Meu amigo ainda é jovem e está na ativa, sofrendo com as medidas econômicas anti russas. “Confesso que estou meio para enlutada”, escreve uma amiga daquela época. Brasileira e discretamente, torcíamos por ele. Aliás, muitos torciam por ele mundo afora: ocidentais, democratas, liberais, humanistas. Parecia que o mundo iria mudar. E mudou. Mesmo com a oposição interna dos burocratas, dos bolcheviques empedernidos e dos secadores em geral, a Rússia assinou o segundo grande ato da história política moderna do nosso mundo.

Em menos de 80 anos, vieram a Revolução Soviética e o final da própria, tudo sempre em grande estilo. O primeiro ato, dirigido por Lenin pulverizou principalmente alguns paradigmas seculares do capital e do cristianismo. Pecado duplo todo dia revisado e cobrado da Rússia com juros.

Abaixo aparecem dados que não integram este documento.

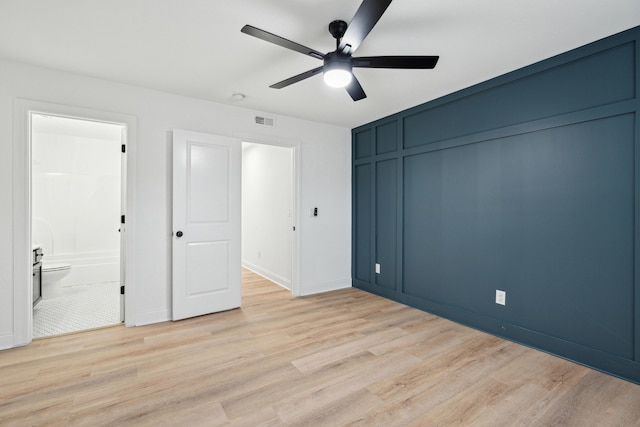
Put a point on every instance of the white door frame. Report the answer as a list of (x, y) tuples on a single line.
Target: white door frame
[(22, 266), (295, 248)]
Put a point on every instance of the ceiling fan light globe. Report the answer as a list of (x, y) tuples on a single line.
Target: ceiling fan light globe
[(337, 77)]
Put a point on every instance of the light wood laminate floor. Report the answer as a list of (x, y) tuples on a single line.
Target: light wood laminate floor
[(340, 358)]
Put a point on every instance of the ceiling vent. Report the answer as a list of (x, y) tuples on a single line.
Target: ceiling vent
[(265, 121)]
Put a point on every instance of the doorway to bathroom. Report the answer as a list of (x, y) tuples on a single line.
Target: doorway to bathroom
[(77, 199)]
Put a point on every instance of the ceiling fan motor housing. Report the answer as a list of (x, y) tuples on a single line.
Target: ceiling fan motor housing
[(337, 29)]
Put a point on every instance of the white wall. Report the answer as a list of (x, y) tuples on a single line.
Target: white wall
[(325, 244), (267, 210), (75, 192)]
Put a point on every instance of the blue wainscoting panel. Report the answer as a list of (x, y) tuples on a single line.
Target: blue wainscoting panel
[(597, 79), (528, 183), (362, 218), (386, 222)]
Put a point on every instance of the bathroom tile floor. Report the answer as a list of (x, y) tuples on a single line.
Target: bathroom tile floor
[(83, 307)]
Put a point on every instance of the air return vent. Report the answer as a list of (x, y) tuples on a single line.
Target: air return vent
[(265, 121)]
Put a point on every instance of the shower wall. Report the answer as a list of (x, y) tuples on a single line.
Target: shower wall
[(76, 197)]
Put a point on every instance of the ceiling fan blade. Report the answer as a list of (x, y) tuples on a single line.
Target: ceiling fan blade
[(280, 41), (296, 79), (362, 23), (355, 90), (408, 62)]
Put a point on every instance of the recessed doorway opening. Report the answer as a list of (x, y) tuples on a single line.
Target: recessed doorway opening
[(269, 212), (77, 194)]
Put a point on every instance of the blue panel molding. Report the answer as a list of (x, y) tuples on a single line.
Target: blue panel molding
[(527, 183)]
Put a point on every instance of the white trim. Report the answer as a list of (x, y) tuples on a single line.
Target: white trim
[(296, 289), (333, 285), (275, 278), (23, 109), (151, 317)]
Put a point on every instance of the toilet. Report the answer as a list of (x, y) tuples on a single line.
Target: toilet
[(53, 275)]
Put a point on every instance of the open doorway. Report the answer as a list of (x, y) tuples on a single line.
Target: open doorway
[(268, 211), (77, 197)]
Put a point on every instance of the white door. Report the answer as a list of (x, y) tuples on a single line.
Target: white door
[(206, 223)]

No segundo lance, quase ao final do século, Mikhail Sergueievitch Gorbachev surge como diretor e personagem central. Foi um grande momento para o mundo, ganhou adeptos e simpatizantes entre ocidentais, americanos do Norte e da América do Sul, árabes, pacifistas, pessoas sensíveis e até cristãos.

Pouco mais, pouco menos, éramos muitos a apostar no sucesso dele. Só não o apoiaram em casa. Velhos bolcheviques, burocratas cheirando a mofo, invejosos de todo o jaez. Meus amigos que sofrem com a guerra estão tristes também. Uma escreveu para lembrar: ele tinha um pé no futuro e o outro acorrentado no passado. O homem que queria mudar perdeu, morreu. Não é mais figurante da história, é um destaque, um grande vulto. O resto é silêncio. Não façamos brindes ruidosos, deixemos os mortos a dormir em paz.

O CORREIO SABE PORQUE VIU

Estava lá. Quando caiu o Muro de Berlim, houve repercussão mundial. Em Moscou, o “Das Mauer” só caiu no dia seguinte. A notícia circulou cedo porque, na noite anterior, o fato foi tarde, a mídia soviética dormia. Gorbachev não gostou, tinha ido a Berlim Oriental dar o beijo da morte em Erich Honecker e ficara à espera dos resultados.

Cabeças rolaram como ocorrera antes na Armênia, após forte terremoto. Sobraram as casas de pedra, caíram as casas populares. Armênios de São Paulo levaram ajuda. Encontraram um líder com as mão cheias e terra a perguntar “onde está o cimento que mandamos para cá?”.

No principal telejornal da noite, o líder descobriu a corrupção dos burocratas da região a desviar materiais. O do povo também viu. Gorbatchov gostava muito da sua Glassnost. Os burocratas babavam nas gravatas e explodiam nas iras reprimidas.